Lindsay Dentlinger19 June 2025 | 13:00

Symposium thrashes out solutions to strengthening political funding law

Just last month, Parliament decided to double the annual limit for receiving private funding to R30 million a year.  

Symposium thrashes out solutions to strengthening political funding law

Day 2 of the IEC's Symposium on Political Funding in South Africa. Picture: IEC

CAPE TOWN -The influence of donor funding on the country’s political landscape is one of the public concerns under discussion at a symposium on political funding underway in Durban.  

The symposium aims to put forward proposals to Parliament on how to strengthen the political funding law that is still under regular contestation from civil society groups.  

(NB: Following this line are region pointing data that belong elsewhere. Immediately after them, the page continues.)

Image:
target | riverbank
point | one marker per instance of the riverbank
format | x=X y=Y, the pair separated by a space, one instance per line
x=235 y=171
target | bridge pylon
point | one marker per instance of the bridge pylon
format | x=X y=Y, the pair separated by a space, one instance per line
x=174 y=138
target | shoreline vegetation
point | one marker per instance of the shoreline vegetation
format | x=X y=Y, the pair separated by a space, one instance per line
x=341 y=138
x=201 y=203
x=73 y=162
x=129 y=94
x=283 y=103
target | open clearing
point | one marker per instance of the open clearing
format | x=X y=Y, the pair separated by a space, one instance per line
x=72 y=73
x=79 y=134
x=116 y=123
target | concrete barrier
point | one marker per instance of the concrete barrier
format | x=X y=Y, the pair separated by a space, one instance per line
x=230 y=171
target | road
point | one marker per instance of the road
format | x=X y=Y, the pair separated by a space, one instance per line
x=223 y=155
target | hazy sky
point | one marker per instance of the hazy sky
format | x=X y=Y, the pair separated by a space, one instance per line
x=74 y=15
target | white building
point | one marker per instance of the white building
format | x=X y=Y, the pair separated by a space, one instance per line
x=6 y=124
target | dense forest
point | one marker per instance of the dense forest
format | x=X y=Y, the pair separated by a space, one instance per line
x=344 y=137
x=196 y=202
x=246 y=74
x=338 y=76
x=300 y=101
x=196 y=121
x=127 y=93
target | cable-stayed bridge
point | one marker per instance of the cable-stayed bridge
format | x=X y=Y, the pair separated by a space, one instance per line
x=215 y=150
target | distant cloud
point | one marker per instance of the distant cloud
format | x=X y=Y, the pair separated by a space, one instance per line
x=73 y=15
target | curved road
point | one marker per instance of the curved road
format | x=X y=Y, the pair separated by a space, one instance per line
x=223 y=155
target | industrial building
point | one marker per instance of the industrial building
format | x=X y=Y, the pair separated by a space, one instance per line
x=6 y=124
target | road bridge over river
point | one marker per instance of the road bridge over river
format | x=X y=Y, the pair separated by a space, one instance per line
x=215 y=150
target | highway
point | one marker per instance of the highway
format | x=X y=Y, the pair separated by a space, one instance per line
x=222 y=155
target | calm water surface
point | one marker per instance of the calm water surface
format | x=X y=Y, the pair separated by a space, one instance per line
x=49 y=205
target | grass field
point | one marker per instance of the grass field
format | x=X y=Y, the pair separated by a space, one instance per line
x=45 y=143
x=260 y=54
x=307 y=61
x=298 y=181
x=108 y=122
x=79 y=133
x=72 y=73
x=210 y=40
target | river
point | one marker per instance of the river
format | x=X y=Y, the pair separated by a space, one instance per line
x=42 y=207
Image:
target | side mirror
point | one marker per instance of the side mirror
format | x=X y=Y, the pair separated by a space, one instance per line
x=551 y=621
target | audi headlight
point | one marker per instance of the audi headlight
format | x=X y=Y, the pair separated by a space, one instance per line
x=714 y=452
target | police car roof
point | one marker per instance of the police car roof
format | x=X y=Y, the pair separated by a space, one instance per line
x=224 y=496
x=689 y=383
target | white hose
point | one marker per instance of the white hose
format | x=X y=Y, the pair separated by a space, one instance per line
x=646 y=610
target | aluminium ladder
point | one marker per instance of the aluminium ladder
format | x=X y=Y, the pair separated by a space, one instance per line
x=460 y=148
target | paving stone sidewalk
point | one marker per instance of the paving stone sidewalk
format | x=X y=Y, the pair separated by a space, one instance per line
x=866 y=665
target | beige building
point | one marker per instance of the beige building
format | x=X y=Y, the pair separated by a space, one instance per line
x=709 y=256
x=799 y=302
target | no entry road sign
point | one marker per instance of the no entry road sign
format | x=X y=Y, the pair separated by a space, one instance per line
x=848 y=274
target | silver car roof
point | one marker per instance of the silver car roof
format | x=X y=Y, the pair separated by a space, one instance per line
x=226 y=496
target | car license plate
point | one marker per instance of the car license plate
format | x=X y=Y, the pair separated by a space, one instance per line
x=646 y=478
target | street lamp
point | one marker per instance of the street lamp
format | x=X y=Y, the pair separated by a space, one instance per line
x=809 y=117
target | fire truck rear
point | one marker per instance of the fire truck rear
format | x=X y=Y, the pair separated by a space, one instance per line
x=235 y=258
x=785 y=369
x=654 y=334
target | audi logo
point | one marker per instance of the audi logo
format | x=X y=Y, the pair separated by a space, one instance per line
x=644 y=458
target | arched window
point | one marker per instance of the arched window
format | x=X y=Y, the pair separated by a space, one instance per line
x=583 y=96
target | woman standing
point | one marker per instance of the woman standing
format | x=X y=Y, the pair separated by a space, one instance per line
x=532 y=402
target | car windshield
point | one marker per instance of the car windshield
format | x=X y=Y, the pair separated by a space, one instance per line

Just last month, Parliament decided to double the annual limit for receiving private funding to R30 million a year.  

READ: Godongwana thinks political parties should be wholly funded from national fiscus

As the oversight body for the declaration of donor funding, the vice chairperson Electoral Commission of South Africa (IEC), Janet Love, said ahead of next year's local government elections, concerns have been raised that the Political Party Funding Act does not cover parties that only contest at local level.  

Seventy percent of respondents in a Human Sciences Research Council study said they were worried about the transactional nature of politics and capture by the elite who fund political parties.

Love said the income of political parties and not their expenditure, has until now dominated the discourse on political funding.  

"The expenditure in campaigns, which has a more immediate effect on enabling a level playing field on the one hand and a more important impact on election outcomes is not the focus at the present."  

Love said despite political parties being required to submit regular reports on their funding sources, there are shortcomings in monitoring and investigating compliance as well as enforcement of the law.